Some are of the opinion that high-risk individuals should simply wear high-quality masks and move on. But while the quality of masks matters quite a bit in terms of effectiveness, the protection from any sort of mask is compounding; the more people who are wearing masks in a given room, the more protection people have against the virus. The MBTA says they are continuing to follow CDC guidelines by “encouraging” mask wearing.

But, as many UMass Boston students may well know, not everybody has been wearing masks on the MBTA, even while the mandate was in effect. Comments on The Boston Globe website speak to this. In response to Martin Finucane’s article on the subject, user “justin_time” mused that “clearly it makes sense to wear a mask on a crowded train but if people don’t want to and no one is enforcing it anyway why bother [having a mandate]?”

So, what can you do if you want to remain protected? Assuming you are vaccinated and boosted, as is recommended by the CDC, the best course of action is still to wear a well fitting, high-quality mask such as an N95. As stated before, this individual action is not perfect, but it is the best way to protect oneself at this point in time.

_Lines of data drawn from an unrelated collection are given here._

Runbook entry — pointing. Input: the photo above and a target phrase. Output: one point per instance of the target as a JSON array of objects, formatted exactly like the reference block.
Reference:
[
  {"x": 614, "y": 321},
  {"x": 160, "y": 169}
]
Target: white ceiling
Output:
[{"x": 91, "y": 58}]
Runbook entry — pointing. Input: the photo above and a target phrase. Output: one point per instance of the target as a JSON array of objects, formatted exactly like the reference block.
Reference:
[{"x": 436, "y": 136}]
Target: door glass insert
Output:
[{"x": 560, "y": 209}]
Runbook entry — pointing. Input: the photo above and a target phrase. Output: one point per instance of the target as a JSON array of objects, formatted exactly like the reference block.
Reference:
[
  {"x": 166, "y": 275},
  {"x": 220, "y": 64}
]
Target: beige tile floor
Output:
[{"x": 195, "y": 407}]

There is also a way to assess risk, imperfect though it may be. In February, the CDC updated their masking recommendations and standards to reflect “COVID-19 Community Levels,” which go from green (low risk) to yellow (medium risk) to red (high risk). Each level has its own recommendations, and you can search community levels by county. The webpage, complete with county search function, can be found on the CDC’s website, or by searching “CDC COVID-19 community levels” on a search engine.

Suffolk County—where UMass Boston sits—has a COVID-19 community level of “medium,” which according to the CDC means that if you are at high-risk, you should consult a doctor about wearing masks or respirators in public. They also recommend testing before being in close contact with high-risk individuals and to wear a mask while around them indoors.

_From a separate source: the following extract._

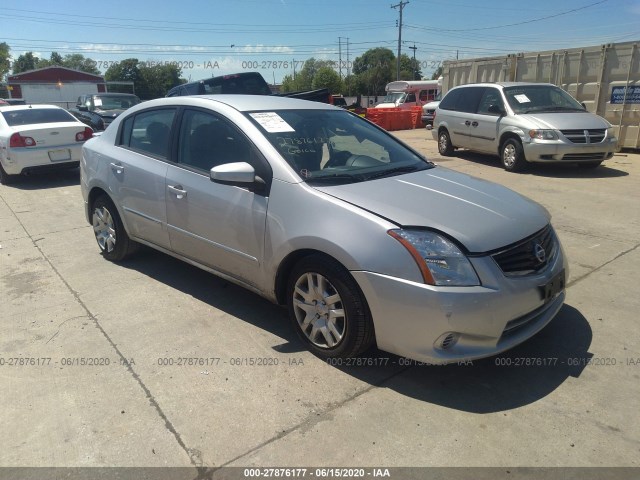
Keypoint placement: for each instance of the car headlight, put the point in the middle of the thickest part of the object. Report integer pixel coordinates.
(543, 134)
(440, 261)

UMass Boston is still offering many online courses, and this may be another way to ensure a low risk of infection. Additionally, the school will continue to offer free COVID-19 testing. Because the Department of Justice has appealed Mizelle’s ruling, the possibility of the public transportation mask mandate returning is very real, though a reinforcement of the current decision by the Supreme Court could seriously damage the CDC’s power to enforce regulations during times of crisis. However, as the mandate was already set to expire on May 3, the future seems unclear.